Alors que la République démocratique du Congo est engagée dans une guerre existentielle à l’Est, une autre bataille, tout aussi périlleuse pour l’équilibre du pouvoir, se joue dans les couloirs feutrés de ses institutions. Le deuxième vice-président du Sénat, Modeste Bahati Lukwebo, a délibérément jeté un pavé dans la mare en opposant un « non » retentissant au projet de révision constitutionnelle chéri par le Président Félix Tshisekedi. Cette prise de position isolée, qu’il qualifie de refus d’un « faux débat », met à nu les premières fissures sérieuses au sein de la majorité présidentielle, l’Union sacrée RDC. Le risque calculé de Bahati Lukwebo pourrait-il précipiter la première grande crise de cohésion du régime ?
La réaction de l’Union sacrée RDC n’a pas tardé, traduisant une nervosité palpable. Déo Bizibu, secrétaire général adjoint de l’UDPS, a immédiatement accusé le sénateur de trahison, suggérant que sa divergence « ne peut être profitable qu’à l’agresseur ». Plus grave encore, Idrissa Afani Mangala, président du groupe UDPS au Sénat, a parlé d’une « approche toxique », condamnant cette exposition des dissensions en pleine tempête sécuritaire. La menace est désormais concrète : une motion de défiance ou une action parlementaire contre Bahati Lukwebo est à l’étude, promet le sénateur Dany Kabongo Bondanya. Le bras de fer s’annonce pour la rentrée parlementaire du 16 mars, transformant l’hémicycle en champ de bataille politique.
Cette controverse sur la révision constitutionnelle RDC survient dans un contexte où le chef de l’État avait pourtant pris soin de désamorcer les craintes d’un troisième mandat.
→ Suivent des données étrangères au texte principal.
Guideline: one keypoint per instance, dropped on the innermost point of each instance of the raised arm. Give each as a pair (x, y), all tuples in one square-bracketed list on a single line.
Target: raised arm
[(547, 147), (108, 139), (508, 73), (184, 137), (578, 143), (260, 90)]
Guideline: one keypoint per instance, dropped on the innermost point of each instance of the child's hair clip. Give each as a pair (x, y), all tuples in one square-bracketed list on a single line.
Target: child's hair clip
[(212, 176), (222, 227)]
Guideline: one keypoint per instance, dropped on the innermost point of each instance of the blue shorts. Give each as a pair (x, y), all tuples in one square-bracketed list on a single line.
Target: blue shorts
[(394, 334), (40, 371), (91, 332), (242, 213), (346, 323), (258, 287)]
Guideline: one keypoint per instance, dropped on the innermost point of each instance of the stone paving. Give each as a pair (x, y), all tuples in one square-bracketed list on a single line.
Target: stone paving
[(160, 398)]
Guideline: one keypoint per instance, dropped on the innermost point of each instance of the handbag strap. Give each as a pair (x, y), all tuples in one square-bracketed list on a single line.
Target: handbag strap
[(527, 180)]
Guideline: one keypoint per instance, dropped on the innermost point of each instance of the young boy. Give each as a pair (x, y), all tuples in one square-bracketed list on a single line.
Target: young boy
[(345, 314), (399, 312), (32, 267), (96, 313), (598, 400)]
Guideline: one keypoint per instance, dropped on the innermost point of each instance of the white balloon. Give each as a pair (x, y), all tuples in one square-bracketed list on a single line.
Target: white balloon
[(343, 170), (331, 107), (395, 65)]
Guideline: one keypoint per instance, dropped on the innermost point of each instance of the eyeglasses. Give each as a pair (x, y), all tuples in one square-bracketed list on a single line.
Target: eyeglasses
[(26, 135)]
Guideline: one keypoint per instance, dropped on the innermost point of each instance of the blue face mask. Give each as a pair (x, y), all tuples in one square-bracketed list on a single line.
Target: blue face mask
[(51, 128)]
Ses discours à Kisangani, Lubumbashi et Kalemie fin 2024 insistaient sur la nécessité de « renforcer la protection du pays ». L’argument sécuritaire, pilier du plaidoyer présidentiel, se heurte aujourd’hui à une objection de fond : le pays souffrirait-il davantage de ses textes ou de l’incapacité de ses hommes à les appliquer ? La question, posée par Bahati Lukwebo, résonne comme un défi à la stratégie de légitimation du pouvoir en place.
Pendant ce temps, sur le front militaire, une lueur d’espoir perce en Ituri. Les Forces armées de la RDC ont porté un coup significatif à la logistique rebelle avec la saisie d’armes Ituri d’importance dans la chefferie de Mambisa, territoire de Djugu. Cette cache, appartenant à la coalition CRP-Zaïre, contenait un arsenal varié allant des AK-47 aux bombes de RPG-7. Le lieutenant Jules Ngongo, porte-parole du gouvernement provincial, y voit un « coup fatal » aux insurgés. Cet succès tactique rappelle cruellement que si les divisions politiciennes agitent Kinshasa, la guerre, elle, continue de faire rage, souvent loin des projecteurs médiatiques dirigés vers le Nord-Kivu.
Sur le plan diplomatique, un visage familier revient aux commandes de la mission onusienne. La nomination de l’Américain James Swan MONUSCO au poste de Représentant spécial marque un retour aux sources pour ce fin connaisseur de la région. Son expérience, de son passage comme ambassadeur (2013-2016) à ses fonctions antérieures, en fait un acteur qui comprend les arcanes complexes de la politique congolaise. Sa maîtrise du français et sa connaissance du terrain seront des atouts précieux, mais suffiront-ils à redynamiser une mission souvent critiquée pour son bilan mitigé face aux conflits à l’Est ?
En parallèle, une autre pression monte à l’Assemblée nationale, où le gouvernement est convoqué pour s’expliquer sur l’exécution du budget et les retards endémiques dans le paiement des salaires. Avec une masse salariale identifiée par le FMI comme un « risque budgétaire majeur » et un audit en cours ordonné par le président, la grogne sociale constitue une bombe à retardement. La gestion des finances publiques apparaît plus que jamais comme le talon d’Achille d’une administration en quête de crédibilité.
Alors que les prochains jours s’annoncent décisifs avec l’éventuelle motion contre Bahati Lukwebo et les résultats de l’audit sur les salaires, la RDC semble devoir jongler avec ses crises, des plus symboliques aux plus vitales. La solidité de l’Union sacrée RDC, mise à l’épreuve par un débat sur la révision constitutionnelle RDC, sera-t-elle la première victime de cette période tumultueuse ? La réponse se construira entre les murs du Sénat et sur les collines de l’Ituri, rappelant que la stabilité du pays se joue sur plusieurs échiquiers à la fois.